It looks just like regular corn, but the ears growing in a top-secret field somewhere in the Midwest might as well moo: Their kernels contain cow DNA.
Though it sounds like the latest genetically modified frankenfood, the corn isn't meant to be eaten with butter or a dab of steak sauce. Cultivated by ProdiGene of College Station, Texas, it's the nation's first large-scale commercial crop of transgenic plants in which animal proteins are being grown for drug production. Bovine trypsin, an enzyme culled from ProdiGene's corn, is used to make insulin for diabetics. Other biopharmaceutical proteins are proving effective for treating everything from cystic fibrosis and cancer to herpes and Montezuma's revenge. Trials are in the works for dozens more therapies.
WHERE'S THE BEEF? BEING USED AS A BIOLAB INSIDE CORN.
The market for biopharmaceuticals is projected to hit $140 billion by 2020. If, that is, biopharma firms can harvest enough proteins to meet demand. Current methods are slow and costly. Since the early 1980s, companies have been successfully growing them in so-called bioreactors - cultures of microbes or mammalian cells. Bioreactor facilities can cost half a billion dollars, and it can take six months to make a designer vaccine from, say, a patient's own cancer proteins cultured in a hamster cell. Another approach: growing proteins in transgenic farm animals. But this, too, is expensive and time-consuming, and it carries the risk of transmitting livestock viruses to humans.

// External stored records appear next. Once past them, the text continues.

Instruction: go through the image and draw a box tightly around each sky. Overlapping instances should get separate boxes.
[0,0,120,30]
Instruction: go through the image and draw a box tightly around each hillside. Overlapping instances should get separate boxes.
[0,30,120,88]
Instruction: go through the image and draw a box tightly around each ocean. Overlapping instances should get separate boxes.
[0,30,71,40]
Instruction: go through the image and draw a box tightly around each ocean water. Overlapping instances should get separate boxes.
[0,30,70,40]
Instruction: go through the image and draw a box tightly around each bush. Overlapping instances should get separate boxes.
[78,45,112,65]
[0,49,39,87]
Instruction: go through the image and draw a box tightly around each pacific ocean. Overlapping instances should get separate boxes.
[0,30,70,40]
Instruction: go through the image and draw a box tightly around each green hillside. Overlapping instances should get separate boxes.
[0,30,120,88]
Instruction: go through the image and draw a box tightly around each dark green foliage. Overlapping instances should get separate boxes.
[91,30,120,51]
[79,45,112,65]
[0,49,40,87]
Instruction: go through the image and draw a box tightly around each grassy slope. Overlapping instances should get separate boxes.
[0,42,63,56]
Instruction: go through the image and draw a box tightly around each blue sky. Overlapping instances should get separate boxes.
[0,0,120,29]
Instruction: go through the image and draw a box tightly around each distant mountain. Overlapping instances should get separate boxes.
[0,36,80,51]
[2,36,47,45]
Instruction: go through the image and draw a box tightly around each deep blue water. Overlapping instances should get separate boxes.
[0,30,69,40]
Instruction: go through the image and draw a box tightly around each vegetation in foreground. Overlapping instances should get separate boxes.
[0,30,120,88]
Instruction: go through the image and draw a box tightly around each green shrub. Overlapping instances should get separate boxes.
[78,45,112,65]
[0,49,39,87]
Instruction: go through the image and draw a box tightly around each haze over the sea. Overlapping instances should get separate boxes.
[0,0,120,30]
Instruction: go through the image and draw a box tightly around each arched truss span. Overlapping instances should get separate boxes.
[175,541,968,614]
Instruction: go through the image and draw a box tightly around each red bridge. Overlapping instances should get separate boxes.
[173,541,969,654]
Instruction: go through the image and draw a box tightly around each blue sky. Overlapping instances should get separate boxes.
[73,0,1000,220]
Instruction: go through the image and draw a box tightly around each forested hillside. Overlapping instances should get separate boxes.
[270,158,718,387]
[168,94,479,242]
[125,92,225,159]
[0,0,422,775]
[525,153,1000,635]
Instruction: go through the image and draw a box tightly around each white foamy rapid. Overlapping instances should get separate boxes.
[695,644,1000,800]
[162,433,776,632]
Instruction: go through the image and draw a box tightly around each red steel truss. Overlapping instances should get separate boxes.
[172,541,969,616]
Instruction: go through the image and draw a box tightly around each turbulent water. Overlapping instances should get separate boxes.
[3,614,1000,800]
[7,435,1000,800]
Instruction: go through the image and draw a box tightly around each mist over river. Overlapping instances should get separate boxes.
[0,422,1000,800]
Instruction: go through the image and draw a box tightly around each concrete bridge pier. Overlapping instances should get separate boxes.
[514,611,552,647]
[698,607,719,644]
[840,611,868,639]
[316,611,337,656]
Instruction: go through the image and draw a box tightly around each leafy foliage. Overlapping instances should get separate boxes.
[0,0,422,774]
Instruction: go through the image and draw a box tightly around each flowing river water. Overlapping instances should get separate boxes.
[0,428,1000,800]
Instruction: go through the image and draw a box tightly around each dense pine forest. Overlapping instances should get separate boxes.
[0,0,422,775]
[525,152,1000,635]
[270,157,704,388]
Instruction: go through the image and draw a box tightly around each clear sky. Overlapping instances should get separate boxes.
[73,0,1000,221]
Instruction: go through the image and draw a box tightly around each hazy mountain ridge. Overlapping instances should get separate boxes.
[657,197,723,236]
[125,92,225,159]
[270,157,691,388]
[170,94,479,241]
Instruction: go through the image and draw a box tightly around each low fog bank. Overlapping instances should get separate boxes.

That's where corn and other crops come in. Flora can make the best bioreactors partly because animal proteins "are not like anything the plant needs," says Barry Holtz, founder of Large Scale Biology, a plantaceutical firm in Vacaville, California. Scientists isolate the animal genes that trigger the production of a specific protein and insert them into a plant's seed. Once cultivated, the plant produces the protein. Transgenic crops can make proteins up to 50 times cheaper, and three times faster, than standard bioreactors can. The cancer vaccine that took six months to develop in the lab might be ready in six weeks when the proteins are produced in plants - a potentially lifesaving difference. Eventually, many drugs will be made in transgenic plants, says Michael Pauly of San Diego-based Epicyte. "There are too many advantages."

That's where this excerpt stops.